This report lists the candidate variable for DataScheme variables of the construct marital.
This report is a record of interaction with a data transfer object (dto) produced by
./manipulation/0-ellis-island.R
.
The next section recaps this script, exposes the architecture of the DTO, and demonstrates the language of interacting with it.
All data land on Ellis Island.
The script 0-ellis-island.R
is the first script in the analytic workflow. It accomplished the following:
./data/shared/derived/meta-data-live.csv
, which is updated every time Ellis Island script is executed../data/shared/meta-data-map.csv
. They are used by automatic scripts in later harmonization and analysis.# load the product of 0-ellis-island.R, a list object containing data and metadata
dto <- readRDS("./data/unshared/derived/dto.rds")
# the list is composed of the following elements
names(dto)
[1] "studyName" "filePath" "unitData" "metaData"
# 1st element - names of the studies as character vector
dto[["studyName"]]
[1] "alsa" "lbsl" "satsa" "share" "tilda"
# 2nd element - file paths of the data files for each study as character vector
dto[["filePath"]]
[1] "./data/unshared/raw/ALSA-Wave1.Final.sav" "./data/unshared/raw/LBSL-Panel2-Wave1.Final.sav"
[3] "./data/unshared/raw/SATSA-Q3.Final.sav" "./data/unshared/raw/SHARE-Israel-Wave1.Final.sav"
[5] "./data/unshared/raw/TILDA-Wave1.Final.sav"
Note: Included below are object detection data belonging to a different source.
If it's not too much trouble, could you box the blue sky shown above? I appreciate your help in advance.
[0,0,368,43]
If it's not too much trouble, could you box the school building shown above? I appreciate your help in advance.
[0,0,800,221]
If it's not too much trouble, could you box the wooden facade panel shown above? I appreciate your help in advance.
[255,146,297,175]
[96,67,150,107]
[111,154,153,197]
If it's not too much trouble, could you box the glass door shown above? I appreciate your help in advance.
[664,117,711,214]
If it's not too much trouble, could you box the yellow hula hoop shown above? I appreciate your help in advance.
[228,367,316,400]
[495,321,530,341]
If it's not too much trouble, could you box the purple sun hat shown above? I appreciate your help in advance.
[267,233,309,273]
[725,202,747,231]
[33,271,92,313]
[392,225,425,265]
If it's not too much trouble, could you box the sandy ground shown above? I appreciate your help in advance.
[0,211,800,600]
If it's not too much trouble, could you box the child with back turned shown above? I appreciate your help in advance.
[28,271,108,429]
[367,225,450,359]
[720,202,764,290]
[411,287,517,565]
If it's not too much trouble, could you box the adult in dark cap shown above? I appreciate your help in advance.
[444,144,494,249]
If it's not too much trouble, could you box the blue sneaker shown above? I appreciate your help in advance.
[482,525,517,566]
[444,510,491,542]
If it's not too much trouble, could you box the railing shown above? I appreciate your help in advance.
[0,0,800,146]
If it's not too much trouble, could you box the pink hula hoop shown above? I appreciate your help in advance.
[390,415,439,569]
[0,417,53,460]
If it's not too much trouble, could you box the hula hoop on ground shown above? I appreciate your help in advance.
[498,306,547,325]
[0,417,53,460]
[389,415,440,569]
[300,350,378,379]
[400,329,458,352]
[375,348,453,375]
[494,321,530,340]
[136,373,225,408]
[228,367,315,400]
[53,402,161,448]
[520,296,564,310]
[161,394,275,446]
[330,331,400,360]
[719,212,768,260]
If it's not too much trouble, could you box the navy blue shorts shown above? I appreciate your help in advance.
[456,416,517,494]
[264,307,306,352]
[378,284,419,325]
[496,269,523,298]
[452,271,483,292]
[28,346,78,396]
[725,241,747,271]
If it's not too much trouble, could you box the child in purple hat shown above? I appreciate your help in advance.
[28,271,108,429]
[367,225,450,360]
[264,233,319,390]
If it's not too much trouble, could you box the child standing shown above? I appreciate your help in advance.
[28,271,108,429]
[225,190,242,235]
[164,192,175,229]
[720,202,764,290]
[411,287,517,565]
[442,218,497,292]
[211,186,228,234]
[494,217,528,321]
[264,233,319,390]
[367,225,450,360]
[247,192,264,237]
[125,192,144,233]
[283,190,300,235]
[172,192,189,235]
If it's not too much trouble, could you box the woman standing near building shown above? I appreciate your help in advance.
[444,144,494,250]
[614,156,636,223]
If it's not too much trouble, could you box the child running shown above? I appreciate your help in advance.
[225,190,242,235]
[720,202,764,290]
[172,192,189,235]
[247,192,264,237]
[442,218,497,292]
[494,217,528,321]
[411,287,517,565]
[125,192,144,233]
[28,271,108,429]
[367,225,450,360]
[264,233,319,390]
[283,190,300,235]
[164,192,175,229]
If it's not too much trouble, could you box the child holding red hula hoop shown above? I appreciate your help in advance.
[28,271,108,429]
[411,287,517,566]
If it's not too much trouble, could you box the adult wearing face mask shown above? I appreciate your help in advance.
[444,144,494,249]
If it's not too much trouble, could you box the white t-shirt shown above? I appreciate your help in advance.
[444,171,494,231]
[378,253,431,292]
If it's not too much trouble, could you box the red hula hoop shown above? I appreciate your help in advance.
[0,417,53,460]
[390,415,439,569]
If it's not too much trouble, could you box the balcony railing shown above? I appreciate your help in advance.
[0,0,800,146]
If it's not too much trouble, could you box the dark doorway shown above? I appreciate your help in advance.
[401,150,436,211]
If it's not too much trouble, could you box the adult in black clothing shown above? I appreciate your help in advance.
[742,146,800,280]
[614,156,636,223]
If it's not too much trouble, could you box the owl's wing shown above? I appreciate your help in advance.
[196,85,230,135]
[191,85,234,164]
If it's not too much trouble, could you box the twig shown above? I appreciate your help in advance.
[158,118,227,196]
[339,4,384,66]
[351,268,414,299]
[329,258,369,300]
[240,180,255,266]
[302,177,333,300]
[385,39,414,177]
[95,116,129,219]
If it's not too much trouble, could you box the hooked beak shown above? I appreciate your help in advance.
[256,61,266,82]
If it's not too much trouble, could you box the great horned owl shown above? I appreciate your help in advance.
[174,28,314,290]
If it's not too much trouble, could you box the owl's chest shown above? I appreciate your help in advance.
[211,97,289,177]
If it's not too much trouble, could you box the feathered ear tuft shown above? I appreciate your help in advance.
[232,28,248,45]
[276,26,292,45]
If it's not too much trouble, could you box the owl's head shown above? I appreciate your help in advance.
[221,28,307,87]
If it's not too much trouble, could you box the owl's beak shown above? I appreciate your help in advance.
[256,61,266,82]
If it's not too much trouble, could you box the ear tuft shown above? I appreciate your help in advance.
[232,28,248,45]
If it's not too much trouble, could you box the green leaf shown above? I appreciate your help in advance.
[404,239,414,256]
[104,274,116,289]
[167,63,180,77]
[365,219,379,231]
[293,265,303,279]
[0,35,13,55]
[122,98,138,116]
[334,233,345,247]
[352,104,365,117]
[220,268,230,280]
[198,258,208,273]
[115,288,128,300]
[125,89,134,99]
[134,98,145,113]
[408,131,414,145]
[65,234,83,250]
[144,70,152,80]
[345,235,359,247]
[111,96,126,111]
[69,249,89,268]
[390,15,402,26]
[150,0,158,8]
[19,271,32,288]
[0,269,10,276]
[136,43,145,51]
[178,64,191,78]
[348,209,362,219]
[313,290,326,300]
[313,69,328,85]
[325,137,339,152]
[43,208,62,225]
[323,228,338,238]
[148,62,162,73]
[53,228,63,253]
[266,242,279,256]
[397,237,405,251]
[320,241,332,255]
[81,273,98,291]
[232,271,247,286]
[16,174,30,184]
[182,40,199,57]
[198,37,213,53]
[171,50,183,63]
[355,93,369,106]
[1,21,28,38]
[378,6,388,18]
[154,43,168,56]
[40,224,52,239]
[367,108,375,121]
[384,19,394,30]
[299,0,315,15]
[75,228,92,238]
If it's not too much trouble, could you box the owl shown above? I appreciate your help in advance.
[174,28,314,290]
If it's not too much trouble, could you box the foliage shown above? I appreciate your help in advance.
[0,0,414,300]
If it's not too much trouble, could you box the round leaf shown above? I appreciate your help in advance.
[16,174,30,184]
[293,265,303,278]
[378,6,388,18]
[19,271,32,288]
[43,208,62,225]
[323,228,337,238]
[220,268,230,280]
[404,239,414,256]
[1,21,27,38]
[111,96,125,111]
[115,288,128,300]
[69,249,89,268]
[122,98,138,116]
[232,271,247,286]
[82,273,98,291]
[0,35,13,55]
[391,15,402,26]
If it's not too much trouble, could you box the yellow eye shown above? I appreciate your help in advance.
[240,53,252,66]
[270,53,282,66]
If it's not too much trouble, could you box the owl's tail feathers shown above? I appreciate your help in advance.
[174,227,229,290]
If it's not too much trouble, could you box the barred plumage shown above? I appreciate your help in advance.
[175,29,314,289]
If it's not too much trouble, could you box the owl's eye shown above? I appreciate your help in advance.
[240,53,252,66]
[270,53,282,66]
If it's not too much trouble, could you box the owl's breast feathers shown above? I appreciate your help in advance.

# 3rd element - is a list object containing the following elements
names(dto[["unitData"]])
[1] "alsa" "lbsl" "satsa" "share" "tilda"
# each of these elements is a raw data set of a corresponding study, for example
dplyr::tbl_df(dto[["unitData"]][["lbsl"]])
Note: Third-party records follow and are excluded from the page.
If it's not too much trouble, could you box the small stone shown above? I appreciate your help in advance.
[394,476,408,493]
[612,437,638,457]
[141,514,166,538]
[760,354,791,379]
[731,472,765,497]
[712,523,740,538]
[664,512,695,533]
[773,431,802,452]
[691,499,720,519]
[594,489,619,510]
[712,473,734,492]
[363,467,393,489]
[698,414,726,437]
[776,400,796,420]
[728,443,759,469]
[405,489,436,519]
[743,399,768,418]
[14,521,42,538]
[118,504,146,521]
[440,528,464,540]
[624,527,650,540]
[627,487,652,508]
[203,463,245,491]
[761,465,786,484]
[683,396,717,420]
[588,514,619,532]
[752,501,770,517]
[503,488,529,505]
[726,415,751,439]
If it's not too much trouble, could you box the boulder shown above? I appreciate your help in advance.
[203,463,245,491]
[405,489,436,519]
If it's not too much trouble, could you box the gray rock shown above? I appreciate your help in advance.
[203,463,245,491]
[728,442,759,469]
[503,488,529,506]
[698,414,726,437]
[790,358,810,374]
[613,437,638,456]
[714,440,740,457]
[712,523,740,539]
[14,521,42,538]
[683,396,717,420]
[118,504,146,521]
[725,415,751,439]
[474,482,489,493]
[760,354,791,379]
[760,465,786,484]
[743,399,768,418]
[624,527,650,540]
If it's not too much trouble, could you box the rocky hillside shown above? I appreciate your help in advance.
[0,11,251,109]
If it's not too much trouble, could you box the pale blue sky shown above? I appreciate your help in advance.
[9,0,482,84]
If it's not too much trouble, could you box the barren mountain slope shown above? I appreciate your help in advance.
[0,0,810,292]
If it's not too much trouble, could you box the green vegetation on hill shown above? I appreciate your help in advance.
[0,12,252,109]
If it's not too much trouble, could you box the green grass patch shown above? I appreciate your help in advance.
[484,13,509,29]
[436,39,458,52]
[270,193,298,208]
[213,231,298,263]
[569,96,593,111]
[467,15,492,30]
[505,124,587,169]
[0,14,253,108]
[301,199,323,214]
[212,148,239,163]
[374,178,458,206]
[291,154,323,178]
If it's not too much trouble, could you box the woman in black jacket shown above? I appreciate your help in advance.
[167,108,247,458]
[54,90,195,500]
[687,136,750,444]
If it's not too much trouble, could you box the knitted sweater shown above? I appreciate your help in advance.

Source: local data frame [656 x 31]
id AGE94 SEX94 MSTAT94 EDUC94 NOWRK94 SMK94 SMOKE
(int) (int) (int) (fctr) (int) (fctr) (fctr) (fctr)
1 4001026 68 1 divorced 16 no, retired no never smoked
2 4012015 94 2 widowed 12 no, retired no never smoked
3 4012032 94 2 widowed 20 no, retired no don't smoke at present but smoked in the past
4 4022004 93 2 NA NA NA NA never smoked
5 4022026 93 2 widowed 12 no, retired no never smoked
6 4031031 92 1 married 8 no, retired no don't smoke at present but smoked in the past
7 4031035 92 1 widowed 13 no, retired no don't smoke at present but smoked in the past
8 4032201 92 2 NA NA NA NA don't smoke at present but smoked in the past
9 4041062 91 1 widowed 7 NA no don't smoke at present but smoked in the past
10 4042057 91 2 NA NA NA NA NA
.. ... ... ... ... ... ... ... ...
Variables not shown: ALCOHOL (fctr), WINE (int), BEER (int), HARDLIQ (int), SPORT94 (int), FIT94 (int), WALK94 (int),
SPEC94 (int), DANCE94 (int), CHORE94 (int), EXCERTOT (int), EXCERWK (int), HEIGHT94 (int), WEIGHT94 (int), HWEIGHT
(int), HHEIGHT (int), SRHEALTH (fctr), smoke_now (lgl), smoked_ever (lgl), year_of_wave (dbl), age_in_years (dbl),
year_born (dbl), female (lgl)
# 4th element - a dataset names and labels of raw variables + added metadata for all studies
dto[["metaData"]] %>% dplyr::select(study_name, name, item, construct, type, categories, label_short, label) %>%
DT::datatable(
class = 'cell-border stripe',
caption = "This is the primary metadata file. Edit at `./data/shared/meta-data-map.csv",
filter = "top",
options = list(pageLength = 6, autoWidth = TRUE)
)
Everybody wants to be somebody.
We query metadata set to retrieve all variables potentially tapping the construct marital
. These are the candidates to enter the DataSchema and contribute to computing harmonized variables.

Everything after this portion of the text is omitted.